Following any act of terrorism by a single individual, whether it involves bombings, shootings, or other form of violence, there are always questions that are asked afterward. These questions include whether the offender was acting alone or belonged to a larger group, whether mental illness was involved, or what could have driven someone to do such a terrible thing. Since many offenders are either killed by police or commit suicide to avoid capture, these questions often go unanswered.
While mental health professionals have argued for the existence of a "terrorist personality" or that people who belonged to larger terrorist organizations were either brainwashed or psychopaths, research looking at captured members of known terrorist groups has not shown this to be the case. Terrorist organizations typically recruit people who are intelligent and psychologically healthy since they can carry out tasks required of them and work in secret.
Though rare for people belonging to terrorist organizations, terrorists acting alone do appear to be more likely to suffer from mental illness. In one recent study comparing lone right-wing offenders to right-wing offenders belonging to larger organizations, the rate of mental illness was significantly higher among the lone offenders (40 percent vs 7.6 percent). Even for lone offenders who had not been formally diagnosed with mental illness, many still had a history of having been seen by mental health services prior to their offending.

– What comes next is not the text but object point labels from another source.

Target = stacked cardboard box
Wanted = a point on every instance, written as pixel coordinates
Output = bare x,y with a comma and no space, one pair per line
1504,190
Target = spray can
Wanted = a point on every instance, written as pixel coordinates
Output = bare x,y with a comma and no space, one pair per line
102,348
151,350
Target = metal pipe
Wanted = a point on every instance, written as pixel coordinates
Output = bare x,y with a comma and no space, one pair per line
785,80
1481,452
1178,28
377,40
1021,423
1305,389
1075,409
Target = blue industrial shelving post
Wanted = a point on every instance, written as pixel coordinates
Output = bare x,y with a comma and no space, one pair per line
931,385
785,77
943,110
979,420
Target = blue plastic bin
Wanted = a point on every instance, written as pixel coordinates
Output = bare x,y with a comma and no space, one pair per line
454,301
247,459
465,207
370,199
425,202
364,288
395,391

Those lone offenders with a history of mental illness, the question of what sort of life issues may have triggered the violence is something researchers are only starting to investigate. In an intriguing new study published in the journal, Law and Human Behavior, two researchers at University College London examined data on 119 lone-acting terrorists who had been either convicted or killed while committing offenses in the United States and Europe since 1990. As a comparison, a sample of 119 group-terrorist offenders who had been part of a larger organization were also included in the study. The researchers, Paul Gill and Emily Corner of the University College's Department of Security and Crime Science, built up extensive profiles on each of the offenders, whether lone-acting or not, based on news stories, scholarly articles, and public records This included information on whether the offenders had ever been diagnosed with mental illness and the diagnosis they had been given.
As expected, lone-acting offenders were far more likely to have a history of mental illness than offenders who had been part of a group. Lone-actors with mental illness were also more likely to have a spouse or partner who was part of a larger movement (making them more vulnerable to outside influences) and to have parents who were divorced. Though offenders acting alone are often characterized as being "loners" without any real sources of emotional support, that doesn't appear to be the case. They are more likely to be in the process of experiencing (or being about to experience) a major life change, to have been a target of prejudice within a few months of the offense, to have recent financial problems, and to be under acute stress. Mentally ill offenders were also more likely to stockpile weapons and to use deadly force during their offense (including being more likely to kill their victims). They are also more likely to focus on single-issue ideologies which make them more careful in choosing their targets. Though some lone offenders may have a previous history of minor offending, most have no previous history of violence. Despite the mental illness diagnosis however, lone-acting offenders appear capable of rational planning and to act normally to avoid suspicion until the offense happens.
Among the diagnoses linked to potential violence are schizophrenia and mood disorders (usually depression). Although most people with these disorders are not a violent risk (and are more likely to be victims than offenders), it is no coincidence that news stories about "lone gunmen" often mention their previous involvement with mental health services and/or being on medication to treat mental health problems. Gill and Corner also point out that cases of offenders acting alone can vary widely in terms of what may have driven them to violence.
The most important finding reported by Gill and Corner is that lone-acting offenders may provide "clues" in their behaviour that can alert police and security agencies to what they are planning. They also suggest that mental health professionals need to be more aware of potential warning signs in their patients that might prevent future tragedy. There are already agencies in many countries such as the Fixated Threat Assessment Centre (FTAC) in the United Kingdom that have been established to identify high-risk individuals suffering from the kind of obsession that might lead to violence. FTAC was formed to provide special protection for the British Royal Family, members of the U.K. government, and other public figures who might be targeted. Along with identifying potential threats, FTAC also provides psychiatric services to defuse the threat where possible. Their duties often include monitoring social media for "manifestos" being published or other suggestions that some sort of violent incident is about to happen.
Though police and security agencies are usually not able to act until an actual criminal offense occurs, research studies such as the one by Paul Gill and Emily Corner can help these agencies make more informed decisions about how to intervene before it is too late. Whether or not they are able to act in time can often spell the difference between life and death.